I will direct you to another "person" that we can give instructions to, the manual tool. We can think of the manual tool as a kind of librarian for dictionaries of what CLI vocabulary each program speaks. Early computers counted memory and storage in the kilobytes and megabytes, so to conserve precious space, it was common to abbreviate words, commands and folder names. Those naming conventions have persisted into the age of fiftyjillion quad core GPU magic. So to ask the manual "librarian" for help, you can call the librarian's name, and then tell it what set of vocabulary you'd like to see:
man sf
And yes, many jokes have been made that this looks like we're telling a man something about sf. Some friends have configured their terminals to use "woman" instead of "man" to invoke this program which I think is pretty funny.
In this case, there isn't a manual entry for sf. But that's okay! Many other tools you may encounter will. Generally when I encounter a new CLI tool, the first thing I do is to ask it for --help. For more complex CLI tools, I can add the --help several layers in, for example:
sf -csv -help
And sometimes this will return more specific vocabulary that Sigfried understands when I am asking for its output in a .csv. I did need to refer to Sigfried's docs to do this, specifically this page under the "Save output" heading.
But will I break something?
I mean, it's possible. The thing with computers is that they are very literal, and unless the program has been instructed to prompt you with an "are you sure you want to do that?" message, the program does what it's told.
With that said, filesystems won't let you do anything truly dangerous.

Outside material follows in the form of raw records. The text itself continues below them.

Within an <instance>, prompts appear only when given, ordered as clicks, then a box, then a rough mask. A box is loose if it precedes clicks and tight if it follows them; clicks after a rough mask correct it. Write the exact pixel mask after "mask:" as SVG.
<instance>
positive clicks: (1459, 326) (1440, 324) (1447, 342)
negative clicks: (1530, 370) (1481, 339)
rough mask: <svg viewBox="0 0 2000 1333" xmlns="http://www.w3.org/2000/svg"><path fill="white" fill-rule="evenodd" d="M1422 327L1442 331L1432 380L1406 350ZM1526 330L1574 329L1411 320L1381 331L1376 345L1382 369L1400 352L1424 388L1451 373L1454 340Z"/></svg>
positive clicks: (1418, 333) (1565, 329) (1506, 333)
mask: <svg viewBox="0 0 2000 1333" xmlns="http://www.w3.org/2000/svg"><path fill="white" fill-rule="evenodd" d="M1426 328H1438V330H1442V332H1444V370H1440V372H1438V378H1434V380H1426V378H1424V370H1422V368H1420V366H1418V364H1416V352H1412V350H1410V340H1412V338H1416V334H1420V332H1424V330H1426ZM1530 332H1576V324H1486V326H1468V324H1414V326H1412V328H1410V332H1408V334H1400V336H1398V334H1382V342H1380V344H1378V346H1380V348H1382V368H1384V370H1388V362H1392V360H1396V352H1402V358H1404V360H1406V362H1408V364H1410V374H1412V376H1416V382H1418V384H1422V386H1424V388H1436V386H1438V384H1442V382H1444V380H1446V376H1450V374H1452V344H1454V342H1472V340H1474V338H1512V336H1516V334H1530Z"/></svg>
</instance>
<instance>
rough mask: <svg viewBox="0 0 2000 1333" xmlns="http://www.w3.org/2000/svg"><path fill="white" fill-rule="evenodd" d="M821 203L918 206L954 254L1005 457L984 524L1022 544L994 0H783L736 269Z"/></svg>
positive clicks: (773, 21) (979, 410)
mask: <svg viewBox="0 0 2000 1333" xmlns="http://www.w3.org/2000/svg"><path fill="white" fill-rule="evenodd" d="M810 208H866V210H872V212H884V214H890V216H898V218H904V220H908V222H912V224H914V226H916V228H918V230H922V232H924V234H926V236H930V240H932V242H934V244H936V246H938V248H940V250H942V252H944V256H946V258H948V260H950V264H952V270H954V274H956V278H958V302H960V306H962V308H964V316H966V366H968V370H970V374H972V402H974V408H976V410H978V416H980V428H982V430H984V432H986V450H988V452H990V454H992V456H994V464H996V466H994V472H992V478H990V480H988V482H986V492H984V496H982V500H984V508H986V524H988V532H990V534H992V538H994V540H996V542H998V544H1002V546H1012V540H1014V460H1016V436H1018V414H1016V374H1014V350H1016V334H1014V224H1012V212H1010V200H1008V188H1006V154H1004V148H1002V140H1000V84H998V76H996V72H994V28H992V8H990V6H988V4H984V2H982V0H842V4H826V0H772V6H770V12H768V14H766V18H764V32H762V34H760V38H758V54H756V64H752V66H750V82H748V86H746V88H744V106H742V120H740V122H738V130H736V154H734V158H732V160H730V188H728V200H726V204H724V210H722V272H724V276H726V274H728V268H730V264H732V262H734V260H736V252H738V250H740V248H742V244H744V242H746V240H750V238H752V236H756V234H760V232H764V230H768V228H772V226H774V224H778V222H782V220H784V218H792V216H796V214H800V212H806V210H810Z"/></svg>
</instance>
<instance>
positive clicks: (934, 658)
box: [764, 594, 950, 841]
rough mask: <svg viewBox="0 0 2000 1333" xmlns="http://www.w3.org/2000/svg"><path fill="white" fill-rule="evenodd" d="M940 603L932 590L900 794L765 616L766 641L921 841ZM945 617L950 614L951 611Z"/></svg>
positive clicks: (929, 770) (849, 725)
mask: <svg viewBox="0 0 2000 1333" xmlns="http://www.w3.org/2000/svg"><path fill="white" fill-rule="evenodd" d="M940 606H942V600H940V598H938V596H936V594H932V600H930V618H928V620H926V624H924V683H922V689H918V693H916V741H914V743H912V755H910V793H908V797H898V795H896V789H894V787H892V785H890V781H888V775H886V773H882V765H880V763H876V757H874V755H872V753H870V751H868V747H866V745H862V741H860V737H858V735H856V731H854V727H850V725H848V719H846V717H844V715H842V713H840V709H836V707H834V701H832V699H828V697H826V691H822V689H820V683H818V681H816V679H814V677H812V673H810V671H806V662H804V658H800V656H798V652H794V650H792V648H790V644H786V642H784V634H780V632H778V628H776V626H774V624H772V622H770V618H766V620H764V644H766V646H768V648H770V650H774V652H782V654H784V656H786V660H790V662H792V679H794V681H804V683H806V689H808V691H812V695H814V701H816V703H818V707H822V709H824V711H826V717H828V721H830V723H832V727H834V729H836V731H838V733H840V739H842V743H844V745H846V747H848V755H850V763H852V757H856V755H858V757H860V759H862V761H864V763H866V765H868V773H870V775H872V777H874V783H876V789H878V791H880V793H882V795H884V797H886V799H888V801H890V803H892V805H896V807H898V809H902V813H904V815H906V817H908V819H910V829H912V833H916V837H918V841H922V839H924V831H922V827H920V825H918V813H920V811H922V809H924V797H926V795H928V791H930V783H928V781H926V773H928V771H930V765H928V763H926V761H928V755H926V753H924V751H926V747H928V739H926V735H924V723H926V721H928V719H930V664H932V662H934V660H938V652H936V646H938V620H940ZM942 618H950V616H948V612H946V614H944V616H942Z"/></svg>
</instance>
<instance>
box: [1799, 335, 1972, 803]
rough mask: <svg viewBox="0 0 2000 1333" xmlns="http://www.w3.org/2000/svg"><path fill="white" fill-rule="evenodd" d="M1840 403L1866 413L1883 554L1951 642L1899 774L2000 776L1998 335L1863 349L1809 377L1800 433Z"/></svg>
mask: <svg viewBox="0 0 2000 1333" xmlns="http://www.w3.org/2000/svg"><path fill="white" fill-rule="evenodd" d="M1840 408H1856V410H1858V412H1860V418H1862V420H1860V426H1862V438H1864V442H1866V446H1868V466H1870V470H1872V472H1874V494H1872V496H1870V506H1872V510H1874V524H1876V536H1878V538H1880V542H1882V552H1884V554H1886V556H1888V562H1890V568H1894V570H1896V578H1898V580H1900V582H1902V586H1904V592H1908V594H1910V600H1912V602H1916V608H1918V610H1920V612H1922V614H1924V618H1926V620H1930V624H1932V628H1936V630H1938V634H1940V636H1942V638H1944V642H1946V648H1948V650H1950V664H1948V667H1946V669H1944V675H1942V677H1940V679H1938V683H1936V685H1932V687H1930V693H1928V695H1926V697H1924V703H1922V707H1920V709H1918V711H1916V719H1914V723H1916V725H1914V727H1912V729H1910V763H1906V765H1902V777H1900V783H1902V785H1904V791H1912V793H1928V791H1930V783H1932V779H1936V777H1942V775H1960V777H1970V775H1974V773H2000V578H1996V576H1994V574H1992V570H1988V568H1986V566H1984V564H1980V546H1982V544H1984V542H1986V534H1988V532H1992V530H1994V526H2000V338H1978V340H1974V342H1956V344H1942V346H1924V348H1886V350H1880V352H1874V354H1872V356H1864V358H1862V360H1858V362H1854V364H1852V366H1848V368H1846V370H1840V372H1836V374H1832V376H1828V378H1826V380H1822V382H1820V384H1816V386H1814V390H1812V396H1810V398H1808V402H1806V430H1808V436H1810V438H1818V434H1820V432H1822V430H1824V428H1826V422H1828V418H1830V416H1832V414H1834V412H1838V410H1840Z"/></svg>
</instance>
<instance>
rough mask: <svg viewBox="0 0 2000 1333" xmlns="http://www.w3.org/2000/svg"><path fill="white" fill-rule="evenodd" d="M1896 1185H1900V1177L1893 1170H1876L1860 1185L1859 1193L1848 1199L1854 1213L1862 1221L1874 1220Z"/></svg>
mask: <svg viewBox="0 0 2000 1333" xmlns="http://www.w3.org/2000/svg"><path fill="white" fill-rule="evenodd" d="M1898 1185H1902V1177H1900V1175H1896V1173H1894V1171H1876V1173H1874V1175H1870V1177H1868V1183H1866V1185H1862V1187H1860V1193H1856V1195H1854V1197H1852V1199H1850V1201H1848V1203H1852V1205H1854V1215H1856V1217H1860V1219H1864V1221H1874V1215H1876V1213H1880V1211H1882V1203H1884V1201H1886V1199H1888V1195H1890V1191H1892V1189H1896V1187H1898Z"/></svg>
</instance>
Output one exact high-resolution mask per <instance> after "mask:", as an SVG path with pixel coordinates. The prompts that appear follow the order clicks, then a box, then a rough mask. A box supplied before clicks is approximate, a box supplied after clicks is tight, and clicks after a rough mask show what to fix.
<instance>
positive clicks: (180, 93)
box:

If you want to do something dangerous, it makes you prepend the CLI instruction with "sudo". That's the punchline of this xkcd joke, as it happens! Perhaps that particular strip makes sense for the first time in years, who knows.
So! If you are afraid of breaking something, don't ever ever use the sudo command. I tell you this to (hopefully) help reassure that you won't do serious damage as you experiment, because the filesystem won't let you.
Another dangerous command that you should avoid if you are afraid of breaking something is the "rm" command. This stands for "remove" and will delete whatever file you place after the command, like so:
rm delete_me.txt
As long as you refrain from using these two commands, you should be good to go. Have fun exploring!